According to the deed, Ms Higgins was ‘required to mostly work in her own hotel room, seven days a week for six weeks’ – which appears to be new information.
In the Federal Court on Thursday, Ms Higgins’ ex-boyfriend Ben Dillaway was questioned about a series of texts she sent him while she was in Perth, in April and May 2019.
In each text, Ms Higgins appeared to be enjoying her time in Perth – working with colleagues and, at one stage, putting a local press release together.
Mr Lehrmann’s barrister Steven WhybrownSC put to Mr Dillaway that Ms Higgins sent more positive messages than negative ones.
‘I want to suggest to you that throughout this period, Ms Higgins has consistently indicated to you that she was spending time with Linda Reynolds, she was hyped, her whole life was great and things of that nature,’ he said.
Mr Dillaway said he had believed her mood was ‘up and down like the surf’ – saying she appeared ‘elated’ at times, and down at others – but he conceded the texts were likely more accurate than his recollection.
The deed also says Ms Reynolds did not engage with her at all during the election campaign, but a photo tendered to two courts showed Ms Higgins sitting next to Ms Reynolds at her birthday in Perth – wearing the same dress she alleged she was raped in.
Claims against Michaelia Cash
The document also says Ms Cash expressed the importance of ‘not talking to anyone about the [alleged] sexual assault, especially the media’.
‘Members of Minister Cash’s office, including Minister Cash herself on November 10 2020, began by ‘checking in’ on [Ms Higgins] but only out of concern that she might speak to the press.’
In court last year, Ms Cash denied knowing about any sexual assault allegations prior to February 5, 2021 – the day Ms Higgins quit her job.
Michaelia Cash and Brittany Higgins are pictured together
Prosecutor Shane Drumgold grilled her about whether she knew about the alleged rape or not, and put to her that she was denying any knowledge ‘because it would politically embarrassing’.
Ms Cash replied: ‘Absolutely not … I don’t understand the political connection to this.’
Mr Drumgold continued: ‘I’m suggesting, as early as October 2019, that Ms Higgins had a conversations about the sexual element of what she said happened to her in Senator Reynolds’ office.’
Ms Cash replied: ‘Not a sexual element.
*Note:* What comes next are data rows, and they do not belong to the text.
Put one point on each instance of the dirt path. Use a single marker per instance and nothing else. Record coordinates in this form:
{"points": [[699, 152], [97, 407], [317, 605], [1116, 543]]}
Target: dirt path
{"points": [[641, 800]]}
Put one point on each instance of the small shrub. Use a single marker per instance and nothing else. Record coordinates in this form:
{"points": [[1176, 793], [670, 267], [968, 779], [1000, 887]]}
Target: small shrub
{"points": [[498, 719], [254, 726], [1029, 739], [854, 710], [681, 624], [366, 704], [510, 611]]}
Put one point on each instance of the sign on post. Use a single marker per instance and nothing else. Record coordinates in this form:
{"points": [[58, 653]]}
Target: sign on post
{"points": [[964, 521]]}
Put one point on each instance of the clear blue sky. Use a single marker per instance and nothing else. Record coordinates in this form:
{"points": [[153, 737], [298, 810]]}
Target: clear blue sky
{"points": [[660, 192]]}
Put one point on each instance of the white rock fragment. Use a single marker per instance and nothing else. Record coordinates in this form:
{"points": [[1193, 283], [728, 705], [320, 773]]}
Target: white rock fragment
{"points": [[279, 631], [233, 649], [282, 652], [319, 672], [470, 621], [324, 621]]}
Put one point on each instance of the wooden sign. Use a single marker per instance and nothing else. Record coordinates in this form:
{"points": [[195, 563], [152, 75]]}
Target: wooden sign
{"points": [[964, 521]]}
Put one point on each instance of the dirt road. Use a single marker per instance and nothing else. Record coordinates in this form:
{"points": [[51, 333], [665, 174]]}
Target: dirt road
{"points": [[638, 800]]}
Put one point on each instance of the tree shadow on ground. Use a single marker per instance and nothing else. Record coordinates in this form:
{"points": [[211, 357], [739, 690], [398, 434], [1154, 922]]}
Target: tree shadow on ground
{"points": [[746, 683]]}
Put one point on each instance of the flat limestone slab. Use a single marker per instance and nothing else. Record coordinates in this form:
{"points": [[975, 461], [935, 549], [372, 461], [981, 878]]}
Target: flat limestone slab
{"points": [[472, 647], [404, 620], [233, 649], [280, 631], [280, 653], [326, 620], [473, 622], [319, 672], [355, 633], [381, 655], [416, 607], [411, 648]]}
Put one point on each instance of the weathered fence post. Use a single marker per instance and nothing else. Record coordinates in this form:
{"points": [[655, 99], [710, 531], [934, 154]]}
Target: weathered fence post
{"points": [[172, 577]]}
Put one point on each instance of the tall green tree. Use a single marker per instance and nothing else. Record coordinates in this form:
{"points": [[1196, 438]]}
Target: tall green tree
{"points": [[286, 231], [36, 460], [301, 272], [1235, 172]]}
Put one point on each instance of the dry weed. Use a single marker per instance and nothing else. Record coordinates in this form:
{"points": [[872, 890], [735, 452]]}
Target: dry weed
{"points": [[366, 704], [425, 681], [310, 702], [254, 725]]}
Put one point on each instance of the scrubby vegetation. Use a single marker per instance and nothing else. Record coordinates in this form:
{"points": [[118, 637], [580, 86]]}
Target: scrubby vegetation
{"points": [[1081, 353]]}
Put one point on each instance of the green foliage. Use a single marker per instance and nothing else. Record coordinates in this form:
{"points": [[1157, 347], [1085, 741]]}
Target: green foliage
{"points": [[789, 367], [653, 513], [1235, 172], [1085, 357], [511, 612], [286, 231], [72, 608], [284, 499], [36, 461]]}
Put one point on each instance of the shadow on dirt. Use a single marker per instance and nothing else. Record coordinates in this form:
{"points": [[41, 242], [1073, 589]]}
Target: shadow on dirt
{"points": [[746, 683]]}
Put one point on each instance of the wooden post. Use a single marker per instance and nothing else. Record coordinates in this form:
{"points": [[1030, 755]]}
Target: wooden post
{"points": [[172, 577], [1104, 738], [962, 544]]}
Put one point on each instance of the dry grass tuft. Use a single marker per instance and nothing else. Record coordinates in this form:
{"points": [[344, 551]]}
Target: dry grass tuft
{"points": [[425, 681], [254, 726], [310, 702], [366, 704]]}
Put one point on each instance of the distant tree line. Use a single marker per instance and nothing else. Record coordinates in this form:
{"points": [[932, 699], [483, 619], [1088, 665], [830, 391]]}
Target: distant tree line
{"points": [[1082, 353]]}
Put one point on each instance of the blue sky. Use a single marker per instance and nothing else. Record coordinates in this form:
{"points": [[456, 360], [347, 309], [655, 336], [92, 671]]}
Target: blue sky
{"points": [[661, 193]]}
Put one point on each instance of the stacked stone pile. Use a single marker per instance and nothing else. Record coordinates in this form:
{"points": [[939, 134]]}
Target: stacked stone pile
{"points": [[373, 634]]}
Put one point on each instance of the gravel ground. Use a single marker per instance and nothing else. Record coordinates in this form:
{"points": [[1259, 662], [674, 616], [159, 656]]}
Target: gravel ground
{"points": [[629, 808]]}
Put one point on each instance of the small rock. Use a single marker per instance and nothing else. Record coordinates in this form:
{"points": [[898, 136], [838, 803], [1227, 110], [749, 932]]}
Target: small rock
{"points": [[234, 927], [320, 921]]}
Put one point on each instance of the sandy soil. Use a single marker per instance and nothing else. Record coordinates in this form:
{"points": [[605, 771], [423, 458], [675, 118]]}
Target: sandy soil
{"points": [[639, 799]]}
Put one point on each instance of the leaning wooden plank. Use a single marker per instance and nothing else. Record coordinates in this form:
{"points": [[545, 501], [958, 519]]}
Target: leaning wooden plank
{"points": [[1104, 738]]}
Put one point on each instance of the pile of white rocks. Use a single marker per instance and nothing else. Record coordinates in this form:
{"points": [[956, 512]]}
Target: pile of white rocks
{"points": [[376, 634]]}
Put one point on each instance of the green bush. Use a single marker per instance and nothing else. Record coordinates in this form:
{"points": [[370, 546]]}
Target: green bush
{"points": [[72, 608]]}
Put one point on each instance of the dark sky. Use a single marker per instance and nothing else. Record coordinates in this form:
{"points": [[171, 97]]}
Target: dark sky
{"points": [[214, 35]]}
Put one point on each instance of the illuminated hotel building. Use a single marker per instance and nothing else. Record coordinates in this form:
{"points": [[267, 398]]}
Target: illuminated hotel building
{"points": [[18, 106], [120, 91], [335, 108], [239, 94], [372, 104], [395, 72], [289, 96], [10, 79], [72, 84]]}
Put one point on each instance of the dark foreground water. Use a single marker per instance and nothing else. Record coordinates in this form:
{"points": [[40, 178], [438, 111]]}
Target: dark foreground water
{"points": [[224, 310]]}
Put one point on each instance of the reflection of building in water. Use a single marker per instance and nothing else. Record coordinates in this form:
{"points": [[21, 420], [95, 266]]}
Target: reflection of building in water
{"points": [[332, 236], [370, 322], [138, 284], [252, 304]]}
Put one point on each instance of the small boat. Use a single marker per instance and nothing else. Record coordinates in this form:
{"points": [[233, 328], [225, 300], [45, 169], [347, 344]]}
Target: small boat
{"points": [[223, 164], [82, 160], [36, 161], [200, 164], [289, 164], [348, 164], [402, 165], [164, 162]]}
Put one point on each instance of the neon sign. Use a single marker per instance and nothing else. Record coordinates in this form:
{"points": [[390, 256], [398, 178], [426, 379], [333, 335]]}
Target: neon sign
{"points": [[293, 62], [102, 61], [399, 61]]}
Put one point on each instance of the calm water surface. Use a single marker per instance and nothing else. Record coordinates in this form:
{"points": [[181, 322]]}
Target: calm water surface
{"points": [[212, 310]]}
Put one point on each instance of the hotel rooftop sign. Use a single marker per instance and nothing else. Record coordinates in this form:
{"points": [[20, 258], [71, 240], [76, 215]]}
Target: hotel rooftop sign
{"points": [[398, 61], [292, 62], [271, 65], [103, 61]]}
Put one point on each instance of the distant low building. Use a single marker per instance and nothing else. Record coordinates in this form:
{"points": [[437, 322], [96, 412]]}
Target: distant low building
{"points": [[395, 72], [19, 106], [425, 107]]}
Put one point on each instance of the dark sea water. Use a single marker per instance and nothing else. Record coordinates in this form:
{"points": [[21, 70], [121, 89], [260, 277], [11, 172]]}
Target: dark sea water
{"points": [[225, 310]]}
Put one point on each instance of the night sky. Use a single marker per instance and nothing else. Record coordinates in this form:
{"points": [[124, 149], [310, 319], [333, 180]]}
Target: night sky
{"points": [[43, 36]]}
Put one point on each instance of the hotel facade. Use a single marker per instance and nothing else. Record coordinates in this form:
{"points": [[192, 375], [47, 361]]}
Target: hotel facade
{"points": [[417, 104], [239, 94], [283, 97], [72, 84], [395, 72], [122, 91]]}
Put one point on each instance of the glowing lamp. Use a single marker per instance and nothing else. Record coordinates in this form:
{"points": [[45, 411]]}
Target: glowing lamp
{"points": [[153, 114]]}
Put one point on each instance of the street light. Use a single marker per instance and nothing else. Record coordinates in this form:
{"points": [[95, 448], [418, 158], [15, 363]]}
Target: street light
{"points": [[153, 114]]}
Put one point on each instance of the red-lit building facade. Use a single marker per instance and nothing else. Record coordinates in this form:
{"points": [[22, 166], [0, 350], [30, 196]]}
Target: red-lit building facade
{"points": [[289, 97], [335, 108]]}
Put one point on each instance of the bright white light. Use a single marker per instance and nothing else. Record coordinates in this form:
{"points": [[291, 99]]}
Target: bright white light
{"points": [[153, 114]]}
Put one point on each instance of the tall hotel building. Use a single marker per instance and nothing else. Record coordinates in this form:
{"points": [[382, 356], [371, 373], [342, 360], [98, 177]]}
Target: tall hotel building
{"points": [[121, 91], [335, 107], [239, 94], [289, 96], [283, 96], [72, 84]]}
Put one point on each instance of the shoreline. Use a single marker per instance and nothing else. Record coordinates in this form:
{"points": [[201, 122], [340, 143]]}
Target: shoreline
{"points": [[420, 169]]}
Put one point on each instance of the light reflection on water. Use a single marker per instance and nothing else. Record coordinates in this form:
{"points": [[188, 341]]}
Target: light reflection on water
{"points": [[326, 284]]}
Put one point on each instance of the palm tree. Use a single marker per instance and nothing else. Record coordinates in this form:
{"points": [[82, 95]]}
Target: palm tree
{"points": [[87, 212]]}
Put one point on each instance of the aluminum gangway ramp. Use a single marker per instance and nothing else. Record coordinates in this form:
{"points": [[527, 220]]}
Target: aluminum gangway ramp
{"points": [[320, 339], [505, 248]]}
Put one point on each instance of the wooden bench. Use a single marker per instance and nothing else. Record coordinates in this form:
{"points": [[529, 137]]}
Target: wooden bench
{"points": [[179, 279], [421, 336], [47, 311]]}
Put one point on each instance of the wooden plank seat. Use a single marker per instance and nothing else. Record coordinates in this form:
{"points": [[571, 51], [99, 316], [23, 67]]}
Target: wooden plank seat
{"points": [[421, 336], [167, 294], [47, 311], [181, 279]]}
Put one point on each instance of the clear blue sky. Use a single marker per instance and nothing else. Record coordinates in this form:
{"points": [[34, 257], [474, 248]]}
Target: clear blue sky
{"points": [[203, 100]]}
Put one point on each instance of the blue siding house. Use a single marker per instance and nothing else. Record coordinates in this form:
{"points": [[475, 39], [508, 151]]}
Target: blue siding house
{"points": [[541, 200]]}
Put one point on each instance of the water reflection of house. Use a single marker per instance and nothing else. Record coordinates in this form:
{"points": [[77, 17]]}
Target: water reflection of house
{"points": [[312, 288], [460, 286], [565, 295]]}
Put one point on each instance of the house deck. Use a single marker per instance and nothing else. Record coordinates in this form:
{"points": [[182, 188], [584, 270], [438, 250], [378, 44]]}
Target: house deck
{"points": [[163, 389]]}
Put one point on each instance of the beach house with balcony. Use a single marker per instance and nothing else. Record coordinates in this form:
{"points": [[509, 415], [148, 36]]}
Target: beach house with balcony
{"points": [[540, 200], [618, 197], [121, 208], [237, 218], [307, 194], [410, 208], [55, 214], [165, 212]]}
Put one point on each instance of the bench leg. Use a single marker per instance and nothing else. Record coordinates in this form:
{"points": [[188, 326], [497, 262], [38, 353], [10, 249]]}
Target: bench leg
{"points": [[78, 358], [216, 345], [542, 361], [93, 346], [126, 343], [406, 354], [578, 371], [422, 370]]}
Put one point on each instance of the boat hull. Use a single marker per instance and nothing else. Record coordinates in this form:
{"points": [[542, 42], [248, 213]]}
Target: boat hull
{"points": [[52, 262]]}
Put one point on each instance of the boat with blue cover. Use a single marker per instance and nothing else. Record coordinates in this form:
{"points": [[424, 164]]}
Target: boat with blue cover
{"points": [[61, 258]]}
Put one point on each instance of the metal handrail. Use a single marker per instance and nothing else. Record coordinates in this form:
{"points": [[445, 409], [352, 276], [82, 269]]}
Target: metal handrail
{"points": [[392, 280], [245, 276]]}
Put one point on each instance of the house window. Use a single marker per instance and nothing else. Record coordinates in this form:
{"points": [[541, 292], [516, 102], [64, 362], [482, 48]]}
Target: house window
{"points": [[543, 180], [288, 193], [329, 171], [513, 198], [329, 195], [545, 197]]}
The first time she mentioned that was in a conversation on February 5, 2021.’
The claim also accuses Ms Cash of telling Ms Higgins to ‘suck it up’ when she said it was difficult entering the workplace through the ministerial entrance, where she entered the building with Mr Lehrmann on the night of the alleged assault.
‘Unable to work’
The bulk of the $2.4million payment was for about 40 years worth of lost wages.
The deed says: ‘Apart from one day, the claimant has not worked since February 8, 2021.’
‘The claimant has been diagnosed as medically unfit for any form of employment and has been given a very poor prognosis for future employment.’
Daily Mail Australia previously revealed Ms Higgins landed a job at Victoria’s First People’s Assembly in February 2021 – after she quit her job in Parliament House.
It is unclear if that is included in the single day she worked after February 8, but Ms Higgins also landed a $325,000 book deal with Penguin Random House the following month.
She got an advance worth $108,000 at the time, and was promised the rest upon completion.
The book, tentatively titled #notjustadaughter, was drafted but has been shelved due to legal proceedings.